With the labor market improving, the Federal Open Market Committee should step up the pace of tapering its asset purchases and stop buying before the unemployment rate dips to 6.5%, "which is likely during the first half of the year," Federal Reserve Bank of Philadelphia President and Chief Executive Officer Charles I. Plosser said Wednesday.
Pointing to the 1.2-percentage point drop in the unemployment rate last year, "we will soon be at the 6.5 percent threshold in our forward guidance for interest rates," Plosser said, according to prepared text of his remarks in Rochester, N.Y., released by the Fed. "Although the FOMC has indicated that it doesn't anticipate raising rates when the economy crosses that threshold, I do believe that we will have complicated our communications if we are still purchasing assets at that point."
Slowing the pace of adding monetary accommodation "should have started sooner and proceeded more expeditiously," Plosser said, calling the first taper "a very modest step."
The FOMC suggested similar cuts to the buying program in the future, and former Fed Chairman Ben Bernanke suggested the program would be concluded late in 2014, assuming the economy cooperates.
"Notice that even though we are reducing the pace at which we are purchasing longer-term assets, we are still adding monetary policy accommodation," Plosser said. "As I noted earlier, I believe the economy has already met the criteria of substantial improvement in labor market conditions, and the economic outlook has improved as well. So my preference would be that we conclude the purchases sooner rather than later."

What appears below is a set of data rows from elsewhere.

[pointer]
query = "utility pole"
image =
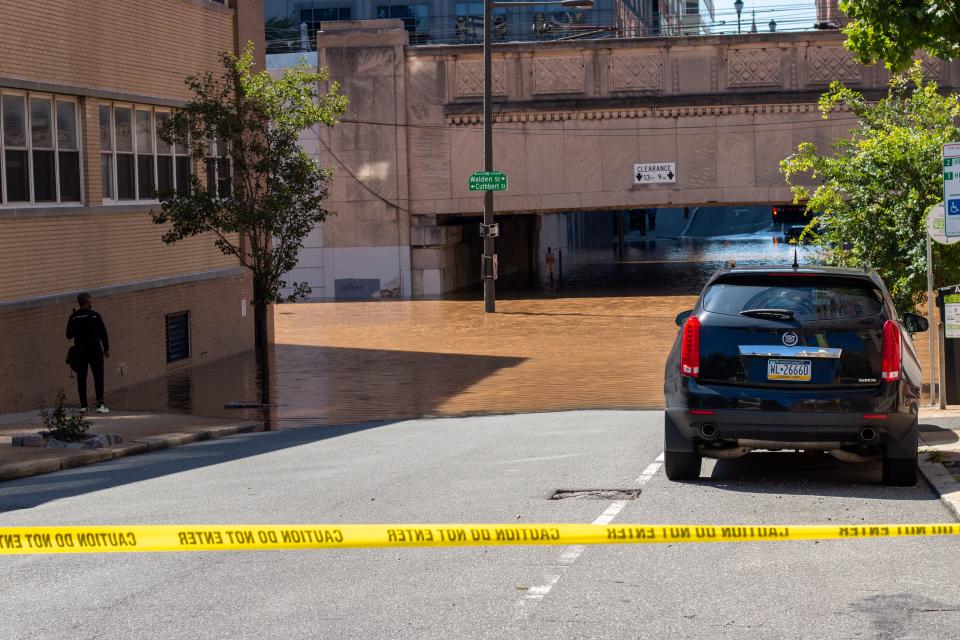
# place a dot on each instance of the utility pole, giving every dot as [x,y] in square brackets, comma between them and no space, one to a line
[489,290]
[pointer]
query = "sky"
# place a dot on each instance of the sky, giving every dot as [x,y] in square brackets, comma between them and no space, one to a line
[791,15]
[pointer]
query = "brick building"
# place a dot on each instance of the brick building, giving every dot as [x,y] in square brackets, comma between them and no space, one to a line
[83,87]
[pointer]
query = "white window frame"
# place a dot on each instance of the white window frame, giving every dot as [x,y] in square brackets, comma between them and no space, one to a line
[28,147]
[134,108]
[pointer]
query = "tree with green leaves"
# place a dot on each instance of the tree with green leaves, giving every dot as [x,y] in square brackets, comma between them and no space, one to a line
[263,194]
[893,30]
[875,187]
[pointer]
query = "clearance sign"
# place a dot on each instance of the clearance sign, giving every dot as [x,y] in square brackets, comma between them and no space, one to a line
[163,538]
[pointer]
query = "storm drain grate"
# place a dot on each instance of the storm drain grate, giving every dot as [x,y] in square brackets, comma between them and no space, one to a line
[595,494]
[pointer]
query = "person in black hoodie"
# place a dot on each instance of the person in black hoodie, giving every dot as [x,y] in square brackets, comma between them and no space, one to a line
[91,345]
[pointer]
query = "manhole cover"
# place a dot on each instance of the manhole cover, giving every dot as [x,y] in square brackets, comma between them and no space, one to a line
[596,494]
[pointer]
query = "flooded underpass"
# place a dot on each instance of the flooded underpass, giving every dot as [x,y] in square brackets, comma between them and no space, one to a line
[597,339]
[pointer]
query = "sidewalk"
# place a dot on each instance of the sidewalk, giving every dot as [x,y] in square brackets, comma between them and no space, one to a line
[939,459]
[140,433]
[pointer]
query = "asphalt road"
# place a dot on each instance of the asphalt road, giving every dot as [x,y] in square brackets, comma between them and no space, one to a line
[493,469]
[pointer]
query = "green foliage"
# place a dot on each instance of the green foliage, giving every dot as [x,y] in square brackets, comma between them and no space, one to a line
[277,191]
[60,425]
[893,30]
[876,186]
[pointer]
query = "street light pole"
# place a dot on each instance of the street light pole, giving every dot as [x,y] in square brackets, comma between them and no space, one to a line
[489,291]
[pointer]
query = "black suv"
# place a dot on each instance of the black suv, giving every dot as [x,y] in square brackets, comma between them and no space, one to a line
[810,358]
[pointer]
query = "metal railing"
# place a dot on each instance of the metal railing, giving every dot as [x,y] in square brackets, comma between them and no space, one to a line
[540,25]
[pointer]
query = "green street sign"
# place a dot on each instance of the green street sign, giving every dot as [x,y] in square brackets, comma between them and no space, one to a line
[488,181]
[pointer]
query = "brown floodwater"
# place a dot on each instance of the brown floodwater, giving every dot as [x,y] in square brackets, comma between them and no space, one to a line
[368,361]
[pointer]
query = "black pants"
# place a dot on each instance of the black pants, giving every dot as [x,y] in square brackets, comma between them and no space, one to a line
[95,363]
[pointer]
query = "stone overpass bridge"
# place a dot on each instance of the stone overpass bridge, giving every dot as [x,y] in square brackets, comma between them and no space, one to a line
[573,117]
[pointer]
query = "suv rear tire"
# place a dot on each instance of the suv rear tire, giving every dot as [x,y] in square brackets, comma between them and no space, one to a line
[900,472]
[682,465]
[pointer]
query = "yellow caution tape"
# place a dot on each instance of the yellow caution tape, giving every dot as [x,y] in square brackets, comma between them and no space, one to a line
[99,539]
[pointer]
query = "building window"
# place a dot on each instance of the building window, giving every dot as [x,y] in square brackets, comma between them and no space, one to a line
[218,168]
[39,149]
[178,336]
[135,164]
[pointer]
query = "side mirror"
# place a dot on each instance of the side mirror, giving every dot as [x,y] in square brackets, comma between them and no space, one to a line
[915,323]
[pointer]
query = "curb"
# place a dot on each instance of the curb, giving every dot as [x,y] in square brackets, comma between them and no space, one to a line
[942,482]
[28,468]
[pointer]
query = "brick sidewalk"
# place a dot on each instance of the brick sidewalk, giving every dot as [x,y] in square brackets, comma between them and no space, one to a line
[141,432]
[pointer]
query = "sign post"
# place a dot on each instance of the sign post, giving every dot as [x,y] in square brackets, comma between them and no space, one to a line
[936,232]
[951,188]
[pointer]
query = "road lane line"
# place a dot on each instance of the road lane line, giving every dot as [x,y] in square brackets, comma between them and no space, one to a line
[571,553]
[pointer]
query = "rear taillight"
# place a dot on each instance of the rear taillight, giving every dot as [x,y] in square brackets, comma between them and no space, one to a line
[890,353]
[690,348]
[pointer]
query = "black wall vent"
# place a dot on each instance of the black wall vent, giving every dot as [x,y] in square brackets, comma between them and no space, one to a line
[178,336]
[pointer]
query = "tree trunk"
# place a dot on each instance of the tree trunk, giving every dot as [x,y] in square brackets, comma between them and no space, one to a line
[262,345]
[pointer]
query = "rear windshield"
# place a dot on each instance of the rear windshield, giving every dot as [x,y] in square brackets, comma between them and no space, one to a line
[824,302]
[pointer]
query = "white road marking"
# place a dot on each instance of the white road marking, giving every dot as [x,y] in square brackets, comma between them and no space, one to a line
[542,458]
[571,553]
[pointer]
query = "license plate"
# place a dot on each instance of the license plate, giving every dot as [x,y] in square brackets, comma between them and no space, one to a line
[788,370]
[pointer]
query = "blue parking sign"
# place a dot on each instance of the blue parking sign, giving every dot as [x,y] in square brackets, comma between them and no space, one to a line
[951,222]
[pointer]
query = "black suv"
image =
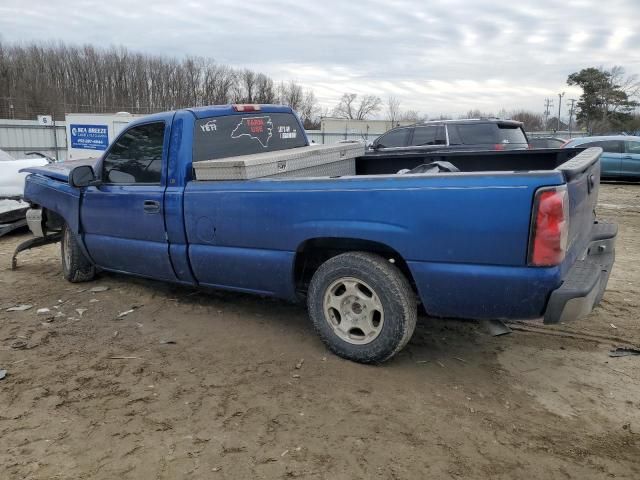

Plosser said that while he wanted more aggressive action to end QE3, he backed the second taper "as a step in the right direction. I reasoned that by following through with another measured step to reduce purchases, the Committee was strengthening the signal that the process would continue and thus it was reducing policy uncertainty. While I may have preferred a more aggressive scale-back, I was pleased that the FOMC has taken the first two steps on the path toward ending the program."
The risk of taking too long to end QE3 "when labor market conditions are improving rapidly, inflation has stabilized, and the outlook is for it to move back to goal" is falling "behind the curve in reducing the extraordinary degree of monetary policy accommodation. With the economy awash in reserves, the costs of such a misfire could be considerably higher than usual, fomenting higher inflation and perhaps financial instability."
Plosser said he expects "slightly above-trend" 3% growth in 2014 and he's not worried about a spike in unemployment, with the return of some of the many discouraged workers that have left the work force. While "far from the robust," such growth would "represent steady progress and an improving economy."
The unemployment rate, he estimated, will fall to "about 6.2 percent by the end of 2014." Plosser added, "I also believe that inflation expectations will be relatively stable and that inflation will move up toward our goal of 2 percent over the next year."